Another group of young stars must come together fast for Duke
When asked about the fluid nature of college basketball, Duke coach Mike Krzyzewski says it’s something he’s made peace with.
“Change is exciting,” he says.
By now, Krzyzewski’s become an expert on both change and excitement. Recently, Duke has built around elite recruits who’ve breezed through Durham, leaving rosters often deep in talent but light on continuity. The result has been an alternating run of successes and challenges.
Last season’s team was a microcosm of Duke’s wild new normal. Battling injuries, distractions and a deep league, the Blue Devils — the preseason No. 1 team that ended up having four of the first 32 players taken in the 2017 NBA Draft — sandwiched an uneven regular season and a second-round NCAA Tournament loss around a brilliant ACC Tournament title run.
Duke again has a roster of star freshmen and a small-but-crucial dose of experience. With seven of last season’s top eight scorers gone, change is still a constant. And if recent history is a guide, excitement — for better or worse — will be, too.
At a Glance
HEAD COACH: Mike Krzyzewski
2016-17 RECORD (ACC): 28–9 (11–7)
2016-17 POSTSEASON: NCAA: Lost to South Carolina 88–81 in the second round
G Frank Jackson (10.9 ppg)
F Amile Jefferson (10.9 ppg, 8.4 rpg)
G Matt Jones (7.0 ppg, 2.8 rpg)
G Luke Kennard (19.5 ppg, 5.1 rpg,)
G Jayson Tatum (16.8 ppg, 7.3 rpg)
The Blue Devils' already-strong frontcourt received a huge boost when Marvin Bagley, originally the top recruit in the Class of 2018, reclassified and enrolled at Duke. Bagley is a freakish athlete who can score on the low block, get out and run in transition and even hit from the 3-point line on occasion.
As a top-15 recruit, 6'11" center Marques Bolden was expected to be a major part of last season’s front line. But a preseason foot injury slowed his progress and left him unable to carve out a consistent spot in the rotation. That shouldn’t be an issue this season as Bolden will join forward Bagley and Wendell Carter, a top-five recruit in the 2017 class, as focal points down low.

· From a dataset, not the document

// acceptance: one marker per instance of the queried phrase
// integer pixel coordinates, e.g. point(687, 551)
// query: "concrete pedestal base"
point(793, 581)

While his 6'10", 259-pound body suggests that Carter is best suited to be a rugged inside force, he’s billed as having stretch-4 capabilities. There’s no mystery how the Blue Devils plan to use Bolden, who should be a straightforward post. Krzyzewski says he’d like to play the two together, which would be a departure from smaller, quicker recent Duke lineups.
Javin DeLaurier, a 6'10" sophomore, and Antonio Vrankovic, a 7'0" junior, played sparingly last season. There should be more minutes available now, but it’s anyone’s guess whether DeLaurier or Vrankovic will grab them.
Much to the relief of his detractors — and possibly himself — the winding college career of senior guard Grayson Allen will come to a close this season. From the time he rocketed to fame with his 2015 NCAA title game heroics, through the three tripping incidents that painted him as college basketball’s villain, Allen’s tenure has been filled with massive expectations and unrelenting scrutiny.
However, this season there’s one less thing he has to worry about. Trevon Duval, one of the top point guards in the 2017 class, will assume the ball-handling duties that were an unnatural fit for Allen in past seasons.
With Duval running the offense, Allen and Gary Trent Jr., considered the top shooting guard in the 2017 class, can focus on simply doing damage from the wings.
Depth on the perimeter could be an issue, as sophomore Jack White, who appeared in only 10 games last season, and freshmen Jordan Tucker and Alex O’Connell are the likely candidates to crack the rotation.
This season’s Duke team doesn’t have as much firepower as some recent squads, but the weapons it has should fit together nicely. There are no obvious deficiencies or redundant pieces. But once again, the question facing Duke isn’t whether it has enough talent, but whether that talent will have enough time together to figure out how good it can be.